How does this apply to commercial exchange? Consider a fictitious UAE citizen, Ahmad, who wishes to buy a TV online from a fictitious UAE-based electronics retailer, iElectronics, for Dh2,000. Ahmad is willing to pay up to Dh3,000 for the TV, while it costs iElectronics Dh1,000 to sell it. Therefore, if Ahmad buys the TV, each party will obtain Dh1,000 worth of benefit.

Executing the transaction is not so simple, however. Once Ahmad communicates his desire to purchase the TV to iElectronics, each of the two parties has a choice between two alternatives. Ahmad can send the money or not; and iElectronics can deliver the TV or not. For simplicity, let us set aside the possibility of complaining to the authorities if one side reneges on its commitment. Then this situation shapes up the same way as the original prisoner’s dilemma. So what choice will Ahmad and iElectronics make?

To analyse this situation, economists use “game theory”: the study of decision-making when the players’ choices are interdependent, meaning that what one party wants to do depends on what other parties are doing.

Let us suppose that iElectronics will send the TV; should Ahmad pay? If he does, he benefits Dh3,000 minus Dh2,000 = Dh1,000. If he does not, he benefits Dh3,000. Thus, setting aside morals, it serves his interests to refrain from paying.

What if iElectronics does not send the TV? If Ahmad pays, he loses Dh2,000; and if he does not pay, he neither gains nor loses anything. Thus again, it serves his interests to refrain from paying.

Thus, whatever iElectronics does, Ahmad’s interests are best served by his refraining from paying.

The retailer faces an equivalent dilemma. If Ahmad pays and it sends the TV, it gains Dh2,000 minus Dh1,000 = Dh1,000; and if it does not, it profits Dh2,000. If Ahmad refrains from paying, sending the TV loses iElectronics Dh1,000, while the retailer neither gains nor loses should it keep the TV. Therefore, its interests are best served keeping the TV, whatever Ahmad does.

Thus, game theory predicts that neither Ahmad nor iElectronics will perform their side of the bargain, and the result is both sides gaining nothing, just like the two prisoners betraying each other and suffering a worse outcome. If the two sides could trust each other, then they could each profit by Dh1,000; but the opportunity to exploit the other side’s trust prevents the gains from being realised. The key is that the interests of each individual are incompatible with those of the collective, and individuals are the ones who make the decisions.

The breakdown of commerce is a serious issue in the GCC. Many GCC citizens are reluctant to buy online precisely because they fear being cheated by sellers, forcing society to dedicate lots of resources to brick-and-mortar stores.
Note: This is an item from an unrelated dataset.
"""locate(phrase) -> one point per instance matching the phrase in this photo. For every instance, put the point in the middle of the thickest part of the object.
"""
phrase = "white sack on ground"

In addition to explaining the weakness of certain types of commerce, the prisoner’s dilemma also explains why groups often fail to organise contributions to a public good (known as the tragedy of the commons), and why countries struggle to open their economies to each other according to trade accords. These are common problems in the GCC and beyond.
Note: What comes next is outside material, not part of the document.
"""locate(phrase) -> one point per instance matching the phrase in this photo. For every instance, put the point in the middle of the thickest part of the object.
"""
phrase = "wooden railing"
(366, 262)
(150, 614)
An especially timely application for the GCC is Opec and its accord with non-Opec oil producers. In principle, if they can all cut their output together, they will all benefit; however, each producer faces a temptation to cheat on its quota – a temptation made more acute by the difficulty of objectively measuring production. In the period 1980 to 2009, according to a research paper published in 2011 by the American political scientist Jeff Colgan, Opec producers have cheated 96 per cent of the time. That represents the classic outcome of the prisoner's dilemma; most analysts expect a similar outcome this time around.

Are decision-makers doomed to succumb to their own selfishness? There are two primary solutions to the prisoner’s dilemma. The first is introducing repetition, so that when Ahmad observes iElectronics cheating today, it can punish him tomorrow. The second is external enforcement, whereby a third party enforces good behaviour by wielding a capacity to punish cheaters. Let us consider these options …
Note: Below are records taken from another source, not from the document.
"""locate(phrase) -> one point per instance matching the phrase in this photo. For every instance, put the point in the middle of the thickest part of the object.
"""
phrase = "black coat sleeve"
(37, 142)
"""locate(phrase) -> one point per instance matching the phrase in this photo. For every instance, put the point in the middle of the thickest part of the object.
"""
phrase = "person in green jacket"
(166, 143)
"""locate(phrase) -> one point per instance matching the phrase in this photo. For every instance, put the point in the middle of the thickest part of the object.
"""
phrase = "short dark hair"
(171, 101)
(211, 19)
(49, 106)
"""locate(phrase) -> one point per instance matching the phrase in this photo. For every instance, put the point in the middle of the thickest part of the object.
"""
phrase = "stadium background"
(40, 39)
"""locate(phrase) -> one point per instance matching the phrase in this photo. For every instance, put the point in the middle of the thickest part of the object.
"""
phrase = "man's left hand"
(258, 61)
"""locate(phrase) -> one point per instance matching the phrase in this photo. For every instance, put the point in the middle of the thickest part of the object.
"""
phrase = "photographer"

2a. Repetition as a solution to prisoner’s dilemma

Individuals pursuing their own best interests sometimes set up the worst outcomes for a group – known as the prisoner’s dilemma. One manifestation of this problem in the GCC is the limited role for e-commerce, where buyers and sellers do not trust each other enough to conduct an online transaction. How can repetition help solve the prisoner’s dilemma?

Remember, in the prisoner’s dilemma, each person has the choice between behaving opportunistically (defection) and responsibly (cooperation). The best possible outcome is multilateral cooperation but it is difficult to realise because each person benefits unilaterally from defection.

In particular, defection benefits the defector at the expense of other players. This means that defection has two properties – it serves an individual’s immediate interests and it can serve as a way of punishing others.

Punishment is an asynchronous activity – it is a response to someone else’s actions, not something that you carry out simultaneously to your being mistreated. Since the prisoner’s dilemma is generally applied to simultaneous-move environments, if you find yourself playing a one-off prisoner’s dilemma (like the two prisoners in the original parable), then by the time you realise that you have been wronged and want to take retribution, the game is over and you have no recourse.

Repeating a prisoner’s dilemma is a game-changer because it offers players the chance to retaliate. More importantly, the threat of retaliation can sometimes be strong enough to motivate people to cooperate in the first place. When is this threat strong enough? A group of economists proposed a series of conditions, known as the Folk Theorem. There are two conditions necessary for the threat of retaliation to induce cooperative behaviour. First, the punishment has to be painful for its recipient. Second, the recipient has to care enough about the future, also known as exhibiting sufficient farsightedness, because all punishments are necessarily delayed. If, for example, one of the parties is leaving town the next day or is incredibly impulsive, then even the threat of a severe punishment is insufficient to scare them into virtuous behaviour, and defection will prevail.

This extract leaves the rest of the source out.